LAKE OZARK, Mo. — Sisters Heather Gilion and Holly Snell describe the loss of their husbands — James Brill and Scott Nesbitt — on Aug. 1, 2000, like it had just happened.
The two women recounted their story at the Missouri Baptist Foundation Annual Conference Sept. 16 at the Lodge of the Four Seasons in Lake Ozark, Mo., and they described God’s care and faithfulness in their lives for the 14 years since.
They wrote a book about their experiences in 2010 — “Dancing on My Ashes” — and they signed it for conference attendees following their presentation.
Back in 2000, Scott and Holly had opened a Christian camp in Vermont just a month earlier as a means to reach out to young people. James and Heather had made a trip to Vermont to assist them as camp counselors.
On Aug. 1, the two men left to find a daylong canoe trail safe enough for teen campers. They didn’t return for dinner as they had planned and an all-out search began by the next morning into the nearby woods and along the streams.
Later on Aug. 2, word came that the bodies of the two men had been found. Scott had a gash on his head, prompting authorities to conclude that he had slipped on wet rocks at river’s edge, struck his head and that James had died trying to rescue him.
Both were found floating in the river in life jackets.
“I ran one direction and Heather ran in another,” Holly said, describing their immediate reactions.
“I was on my knees in the wet grass; I don’t know how long,” she said. “Something supernatural happened in my life; I started proclaiming who he is. I knew God is good; he’s proven it over and over again.”
Heather acknowledged she had run in the opposite direction, both literally and spiritually. She recalled the loss of their Baptist pastor father unexpectedly just eight months earlier.
When that happened, “it rocked my faith,” she admitted. Then came the tragic deaths of her husband and brother-in-law.

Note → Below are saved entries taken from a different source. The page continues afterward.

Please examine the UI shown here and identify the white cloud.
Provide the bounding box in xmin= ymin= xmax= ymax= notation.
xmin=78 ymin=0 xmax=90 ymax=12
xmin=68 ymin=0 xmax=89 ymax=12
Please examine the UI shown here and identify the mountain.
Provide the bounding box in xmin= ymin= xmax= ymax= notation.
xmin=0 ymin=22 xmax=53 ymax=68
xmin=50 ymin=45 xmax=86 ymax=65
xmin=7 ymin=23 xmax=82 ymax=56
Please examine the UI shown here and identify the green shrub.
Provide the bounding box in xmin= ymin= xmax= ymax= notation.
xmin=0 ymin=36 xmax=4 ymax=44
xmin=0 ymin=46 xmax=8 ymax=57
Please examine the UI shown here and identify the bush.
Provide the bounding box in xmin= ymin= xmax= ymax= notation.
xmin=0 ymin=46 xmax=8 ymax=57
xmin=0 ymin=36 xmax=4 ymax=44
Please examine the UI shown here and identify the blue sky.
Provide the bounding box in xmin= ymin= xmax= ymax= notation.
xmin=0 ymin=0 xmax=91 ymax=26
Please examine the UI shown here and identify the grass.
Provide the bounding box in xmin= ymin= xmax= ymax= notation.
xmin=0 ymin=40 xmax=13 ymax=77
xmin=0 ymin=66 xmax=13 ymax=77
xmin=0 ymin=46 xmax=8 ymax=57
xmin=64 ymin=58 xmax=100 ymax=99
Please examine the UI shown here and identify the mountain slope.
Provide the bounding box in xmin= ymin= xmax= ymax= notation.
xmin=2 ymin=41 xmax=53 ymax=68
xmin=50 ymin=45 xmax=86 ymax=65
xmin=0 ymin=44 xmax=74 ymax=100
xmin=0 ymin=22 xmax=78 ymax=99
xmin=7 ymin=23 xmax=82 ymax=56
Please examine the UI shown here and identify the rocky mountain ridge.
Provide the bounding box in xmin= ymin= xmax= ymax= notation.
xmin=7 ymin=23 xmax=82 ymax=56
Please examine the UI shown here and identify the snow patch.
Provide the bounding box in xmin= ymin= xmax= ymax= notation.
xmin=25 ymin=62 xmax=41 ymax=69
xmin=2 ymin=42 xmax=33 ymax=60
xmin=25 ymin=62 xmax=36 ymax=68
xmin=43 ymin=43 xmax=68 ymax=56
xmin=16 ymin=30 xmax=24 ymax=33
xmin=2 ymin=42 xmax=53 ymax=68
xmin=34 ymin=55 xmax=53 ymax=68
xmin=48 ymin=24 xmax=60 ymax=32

“I became so bitter so quickly,” she said. “It affected me in every area of my life. I was so mad at God.
“Holly was kneeling in the grass worshiping him, and I was ready to have it out with him,” she said. “I was ready to be done with him. I looked up, and I knew he was waiting for me,” she recalled. “I said, ‘No, you can’t comfort me.’”
Here were two men dedicated to God and trying to serve him, she thought. “I was so angry and so hurt.”
Still, on that hillside, she could feel his attention on her and realized that God loved her.
That was her crossroads moment,” she said.
“I had to humble myself and say, ‘God, I don’t understand; I may never understand.”
But she understood “that he loved me and that he desperately wanted me to know that.”
“I prayed, ‘Lord, I need you. And he has been more than enough,” she said. Holly acknowledged God cares for his children in every circumstance. “He sees us in our brokenness and in our victories,” she said.
Both of the women have since remarried.
Holly, the mother of 2-year-old Emma when her husband Scott died, said God brought someone into her life and her daughter’s sooner that she had anticipated.
She met Aaron Snell, and less than a year-and-a-half after the fatal accident, she became Heather Snell. They have had two children together, son Malachi and daughter Ava.
Today, Heather Brill is married to Dallas Gilion. She had known him for a couple of years before she realized he had an interest in her.
In late 2004, Jim Brill, her first father-in-law, walked down the aisle and presented her to her new husband. They have two sons, Noah and Zechariah.
Today, Aaron and Holly are planting a church in the Dallas suburb of McKinney, Texas. Dallas and Heather are part of a team that planted LifePoint Church in Ozark, Mo. Dallas serves as an elder.
The release of their book about four years ago has opened up other ministry opportunities for the two women to share their story. They help lead worship at retreats and conferences, and they often are accompanied by their husbands. Aaron plays the piano, and Dallas is a guitarist.